The word echoed in her head, dragging all sorts of unwanted thoughts behind it.

He works for SPECA. He might be there. You might see him.

But she shoved the thought down almost as quickly as it surfaced.

He'd had five weeks. Five weeks to reach out, to send a single text, to give any indication that what happened on that island meant something to him. He hadn't. The silence was its own answer.

This isn't about him, she told herself firmly. This is about your career. About building something meaningful. About proving you're more than pretty pictures and sponsored posts.

And if some small, stubborn part of her whispered but what if—well, that part could shut up.

She was done waiting for men who couldn't find the courage to choose her. Done hoping someone else would be brave enough to say the words first.

She was going to Boston for herself.

For her work.

For the future she was building out of heartbreak and purpose.

That was all.

The night before her flight, Lily packed with the mindset of a business professional, not an influencer.

Professional blazers. Sensible heels. A folder of research she'd compiled on SPECA's current initiatives, their funding gaps, their messaging weaknesses. Jessica had drilled her on talking points until she could discuss coral restoration techniques in her sleep.

You need to walk in there as a serious partner, Jessica had said. Show them you've done the work.

Lily had done the work. She'd done nothing but work for the past five weeks—research, interviews, content creation. Anything to keep her mind occupied. Anything to fill the hollow space that Alex had left behind.

She zipped her suitcase and set it by the door.

Then, before she could talk herself out of it, she crossed to her dresser and opened the jewelry box.

The shell sat exactly where she'd left it a month ago. Pink and gold swirling together like a frozen sunset. Small enough to fit in her palm. Heavy enough to carry everything.

To remember this place, he'd said. To remember everything.

As if she could ever forget.

She ran her thumb over its smooth surface, allowing herself one moment. One breath.
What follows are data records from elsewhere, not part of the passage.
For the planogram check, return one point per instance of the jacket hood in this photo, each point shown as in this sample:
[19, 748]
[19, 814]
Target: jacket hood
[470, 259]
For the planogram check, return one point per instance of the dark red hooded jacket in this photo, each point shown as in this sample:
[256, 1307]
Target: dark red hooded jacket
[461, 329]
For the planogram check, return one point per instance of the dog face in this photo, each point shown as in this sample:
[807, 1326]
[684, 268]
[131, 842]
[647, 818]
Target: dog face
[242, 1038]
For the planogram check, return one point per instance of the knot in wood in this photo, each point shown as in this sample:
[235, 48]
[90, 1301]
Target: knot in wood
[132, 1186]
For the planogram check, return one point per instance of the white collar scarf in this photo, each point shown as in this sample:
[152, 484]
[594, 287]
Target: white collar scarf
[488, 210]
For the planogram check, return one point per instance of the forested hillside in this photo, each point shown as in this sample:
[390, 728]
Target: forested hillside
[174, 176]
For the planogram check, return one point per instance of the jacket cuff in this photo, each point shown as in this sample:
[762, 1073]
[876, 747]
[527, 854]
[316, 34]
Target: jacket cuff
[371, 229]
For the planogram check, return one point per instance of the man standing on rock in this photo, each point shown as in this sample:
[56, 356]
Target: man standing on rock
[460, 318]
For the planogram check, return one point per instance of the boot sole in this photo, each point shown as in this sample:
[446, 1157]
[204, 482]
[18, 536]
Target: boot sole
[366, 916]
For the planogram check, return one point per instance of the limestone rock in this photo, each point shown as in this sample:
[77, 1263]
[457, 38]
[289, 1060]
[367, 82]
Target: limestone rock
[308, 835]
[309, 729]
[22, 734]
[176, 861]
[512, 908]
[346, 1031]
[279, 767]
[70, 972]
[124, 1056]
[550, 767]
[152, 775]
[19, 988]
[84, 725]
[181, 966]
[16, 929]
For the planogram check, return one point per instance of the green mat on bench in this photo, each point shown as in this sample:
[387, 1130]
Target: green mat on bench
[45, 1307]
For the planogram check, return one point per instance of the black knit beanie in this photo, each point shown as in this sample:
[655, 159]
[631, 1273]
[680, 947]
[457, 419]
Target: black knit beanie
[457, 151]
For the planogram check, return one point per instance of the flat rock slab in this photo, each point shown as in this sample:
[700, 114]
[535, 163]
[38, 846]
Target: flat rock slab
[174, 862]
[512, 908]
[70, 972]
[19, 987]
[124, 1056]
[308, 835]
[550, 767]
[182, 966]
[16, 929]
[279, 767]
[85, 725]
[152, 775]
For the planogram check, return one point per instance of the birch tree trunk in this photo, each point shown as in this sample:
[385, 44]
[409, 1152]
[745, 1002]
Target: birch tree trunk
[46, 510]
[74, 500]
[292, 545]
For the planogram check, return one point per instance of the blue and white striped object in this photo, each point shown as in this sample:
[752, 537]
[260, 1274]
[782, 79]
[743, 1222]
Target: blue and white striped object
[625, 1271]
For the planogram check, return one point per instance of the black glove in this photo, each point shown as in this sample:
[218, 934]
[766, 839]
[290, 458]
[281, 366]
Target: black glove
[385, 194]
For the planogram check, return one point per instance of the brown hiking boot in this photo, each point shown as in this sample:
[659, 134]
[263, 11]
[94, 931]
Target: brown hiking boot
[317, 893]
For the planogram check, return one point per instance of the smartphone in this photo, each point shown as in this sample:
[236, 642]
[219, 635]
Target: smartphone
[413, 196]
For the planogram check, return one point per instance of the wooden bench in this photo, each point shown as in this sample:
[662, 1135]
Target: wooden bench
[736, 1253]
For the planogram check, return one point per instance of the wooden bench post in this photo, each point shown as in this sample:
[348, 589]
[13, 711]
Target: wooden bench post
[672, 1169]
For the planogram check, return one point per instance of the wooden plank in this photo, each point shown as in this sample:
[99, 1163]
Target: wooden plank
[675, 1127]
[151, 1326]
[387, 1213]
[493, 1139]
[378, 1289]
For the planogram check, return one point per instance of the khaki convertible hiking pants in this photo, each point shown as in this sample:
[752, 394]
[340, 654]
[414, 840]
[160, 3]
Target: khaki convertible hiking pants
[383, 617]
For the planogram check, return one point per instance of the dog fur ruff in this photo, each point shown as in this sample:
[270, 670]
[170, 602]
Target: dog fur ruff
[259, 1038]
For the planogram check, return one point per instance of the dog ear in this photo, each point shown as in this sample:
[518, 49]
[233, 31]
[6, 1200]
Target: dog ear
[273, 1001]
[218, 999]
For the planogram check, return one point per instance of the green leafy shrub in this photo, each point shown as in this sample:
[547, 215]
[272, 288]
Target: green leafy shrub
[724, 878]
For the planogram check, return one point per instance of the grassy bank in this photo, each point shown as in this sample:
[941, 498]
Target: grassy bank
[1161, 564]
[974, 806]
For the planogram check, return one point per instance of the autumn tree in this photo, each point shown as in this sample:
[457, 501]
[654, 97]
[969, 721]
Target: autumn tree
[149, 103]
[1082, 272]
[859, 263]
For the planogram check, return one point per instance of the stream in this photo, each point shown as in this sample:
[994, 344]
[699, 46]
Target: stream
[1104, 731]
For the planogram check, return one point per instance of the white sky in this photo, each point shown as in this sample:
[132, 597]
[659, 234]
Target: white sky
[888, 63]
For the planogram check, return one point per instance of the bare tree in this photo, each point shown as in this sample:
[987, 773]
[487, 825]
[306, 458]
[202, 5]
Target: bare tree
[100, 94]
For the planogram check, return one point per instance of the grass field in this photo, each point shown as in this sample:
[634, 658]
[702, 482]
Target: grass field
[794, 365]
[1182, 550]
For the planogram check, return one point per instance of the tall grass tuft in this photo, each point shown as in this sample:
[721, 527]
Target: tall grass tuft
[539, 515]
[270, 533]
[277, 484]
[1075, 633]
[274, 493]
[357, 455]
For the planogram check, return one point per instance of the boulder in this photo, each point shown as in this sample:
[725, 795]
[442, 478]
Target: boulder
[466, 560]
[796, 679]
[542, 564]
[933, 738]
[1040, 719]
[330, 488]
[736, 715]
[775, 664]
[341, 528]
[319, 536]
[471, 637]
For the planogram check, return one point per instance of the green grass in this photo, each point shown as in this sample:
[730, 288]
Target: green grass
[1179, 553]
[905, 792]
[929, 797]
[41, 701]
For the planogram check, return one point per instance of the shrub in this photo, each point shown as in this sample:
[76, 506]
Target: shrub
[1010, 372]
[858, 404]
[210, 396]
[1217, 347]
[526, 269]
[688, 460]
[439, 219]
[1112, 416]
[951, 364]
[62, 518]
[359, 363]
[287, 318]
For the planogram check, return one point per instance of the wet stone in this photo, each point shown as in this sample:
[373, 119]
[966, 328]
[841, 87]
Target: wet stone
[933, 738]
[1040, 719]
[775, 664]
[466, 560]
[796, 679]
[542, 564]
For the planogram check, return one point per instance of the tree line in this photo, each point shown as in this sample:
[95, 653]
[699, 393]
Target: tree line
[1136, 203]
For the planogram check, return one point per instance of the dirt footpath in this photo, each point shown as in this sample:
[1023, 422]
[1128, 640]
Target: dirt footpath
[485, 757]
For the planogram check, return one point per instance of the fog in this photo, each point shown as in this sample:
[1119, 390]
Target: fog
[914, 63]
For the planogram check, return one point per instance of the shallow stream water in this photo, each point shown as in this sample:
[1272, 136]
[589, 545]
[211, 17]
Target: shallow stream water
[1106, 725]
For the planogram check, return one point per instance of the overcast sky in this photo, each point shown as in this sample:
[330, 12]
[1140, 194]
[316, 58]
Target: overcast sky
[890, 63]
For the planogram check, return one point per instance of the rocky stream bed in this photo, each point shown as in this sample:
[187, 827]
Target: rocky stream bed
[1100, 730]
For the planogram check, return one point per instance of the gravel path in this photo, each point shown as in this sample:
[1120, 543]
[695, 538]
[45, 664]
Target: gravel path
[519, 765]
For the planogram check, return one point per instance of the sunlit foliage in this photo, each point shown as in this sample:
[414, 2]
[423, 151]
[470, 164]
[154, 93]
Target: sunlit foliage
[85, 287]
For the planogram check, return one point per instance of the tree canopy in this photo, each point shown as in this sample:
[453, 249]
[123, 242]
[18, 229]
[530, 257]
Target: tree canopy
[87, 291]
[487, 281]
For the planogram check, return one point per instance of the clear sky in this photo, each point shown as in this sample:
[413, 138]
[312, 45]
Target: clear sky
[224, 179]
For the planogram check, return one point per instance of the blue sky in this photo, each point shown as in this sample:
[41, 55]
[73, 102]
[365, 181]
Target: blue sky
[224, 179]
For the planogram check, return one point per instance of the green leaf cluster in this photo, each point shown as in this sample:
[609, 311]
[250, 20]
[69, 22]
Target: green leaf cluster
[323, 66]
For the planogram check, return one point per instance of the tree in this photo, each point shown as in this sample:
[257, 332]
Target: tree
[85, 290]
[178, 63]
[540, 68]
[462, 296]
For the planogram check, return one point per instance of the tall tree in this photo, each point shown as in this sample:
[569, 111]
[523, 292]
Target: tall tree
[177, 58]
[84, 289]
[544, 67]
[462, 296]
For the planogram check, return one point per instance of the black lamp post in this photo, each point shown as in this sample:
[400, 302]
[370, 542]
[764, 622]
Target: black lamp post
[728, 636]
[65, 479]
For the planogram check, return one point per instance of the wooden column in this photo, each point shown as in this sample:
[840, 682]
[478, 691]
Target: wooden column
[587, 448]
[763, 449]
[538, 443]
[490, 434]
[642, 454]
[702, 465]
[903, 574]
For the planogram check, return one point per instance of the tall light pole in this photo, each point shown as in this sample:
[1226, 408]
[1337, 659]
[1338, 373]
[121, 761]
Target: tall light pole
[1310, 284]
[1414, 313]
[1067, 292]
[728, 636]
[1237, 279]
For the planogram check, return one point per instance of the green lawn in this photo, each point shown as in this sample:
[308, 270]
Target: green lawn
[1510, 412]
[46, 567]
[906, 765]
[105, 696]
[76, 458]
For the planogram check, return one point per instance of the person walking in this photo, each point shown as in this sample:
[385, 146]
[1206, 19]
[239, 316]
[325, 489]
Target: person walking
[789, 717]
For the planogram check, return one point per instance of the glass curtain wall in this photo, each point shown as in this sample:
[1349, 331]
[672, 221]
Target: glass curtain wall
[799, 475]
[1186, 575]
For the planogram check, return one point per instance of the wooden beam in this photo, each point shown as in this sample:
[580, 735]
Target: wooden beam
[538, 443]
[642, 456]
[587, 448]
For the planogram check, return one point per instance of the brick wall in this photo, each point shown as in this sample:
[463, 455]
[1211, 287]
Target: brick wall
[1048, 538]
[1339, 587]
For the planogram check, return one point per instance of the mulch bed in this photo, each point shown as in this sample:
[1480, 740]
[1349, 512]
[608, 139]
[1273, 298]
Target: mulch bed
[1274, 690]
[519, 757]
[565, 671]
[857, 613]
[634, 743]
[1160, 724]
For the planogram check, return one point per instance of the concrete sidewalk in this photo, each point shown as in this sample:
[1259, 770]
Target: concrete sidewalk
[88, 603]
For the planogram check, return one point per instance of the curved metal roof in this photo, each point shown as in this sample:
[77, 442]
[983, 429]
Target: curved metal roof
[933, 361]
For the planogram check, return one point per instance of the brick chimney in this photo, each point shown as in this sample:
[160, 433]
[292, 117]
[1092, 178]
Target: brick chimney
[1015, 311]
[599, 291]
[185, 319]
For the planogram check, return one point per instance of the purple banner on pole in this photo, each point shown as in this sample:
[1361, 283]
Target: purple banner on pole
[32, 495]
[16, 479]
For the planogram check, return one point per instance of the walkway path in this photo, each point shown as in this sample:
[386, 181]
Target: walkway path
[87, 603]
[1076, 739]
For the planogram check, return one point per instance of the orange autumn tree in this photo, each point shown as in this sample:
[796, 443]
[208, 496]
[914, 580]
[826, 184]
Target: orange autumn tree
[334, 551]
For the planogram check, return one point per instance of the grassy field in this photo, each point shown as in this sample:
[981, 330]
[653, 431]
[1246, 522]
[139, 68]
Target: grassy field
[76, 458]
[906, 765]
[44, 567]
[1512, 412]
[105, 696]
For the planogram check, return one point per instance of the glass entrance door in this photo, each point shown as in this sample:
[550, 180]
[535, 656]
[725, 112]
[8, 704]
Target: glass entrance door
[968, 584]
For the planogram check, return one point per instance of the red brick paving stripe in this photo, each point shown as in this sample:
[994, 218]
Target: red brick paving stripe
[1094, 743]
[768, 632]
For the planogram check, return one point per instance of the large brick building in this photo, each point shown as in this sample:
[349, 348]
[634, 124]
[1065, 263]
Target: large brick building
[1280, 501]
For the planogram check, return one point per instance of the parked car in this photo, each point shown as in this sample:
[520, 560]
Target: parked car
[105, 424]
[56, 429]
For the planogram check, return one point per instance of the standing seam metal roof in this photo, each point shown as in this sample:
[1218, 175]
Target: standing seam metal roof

One acknowledgment of everything she'd lost when she'd boarded that ferry and he'd stayed silent.

Then she closed the jewelry box and turned away.

You're going to Boston, she reminded herself. You're going to walk into SPECA headquarters and pitch yourself as a serious conservation partner. You're going to build something that matters.

And if he's there—

She cut the thought off before it could finish.

He wouldn't be there. Or if he was, he'd made his choice clear. Five weeks of silence said everything his mouth never could.

Lily St. John was done chasing men who couldn't choose her.

She was choosing herself.

Whatever happened in Boston, that much was certain.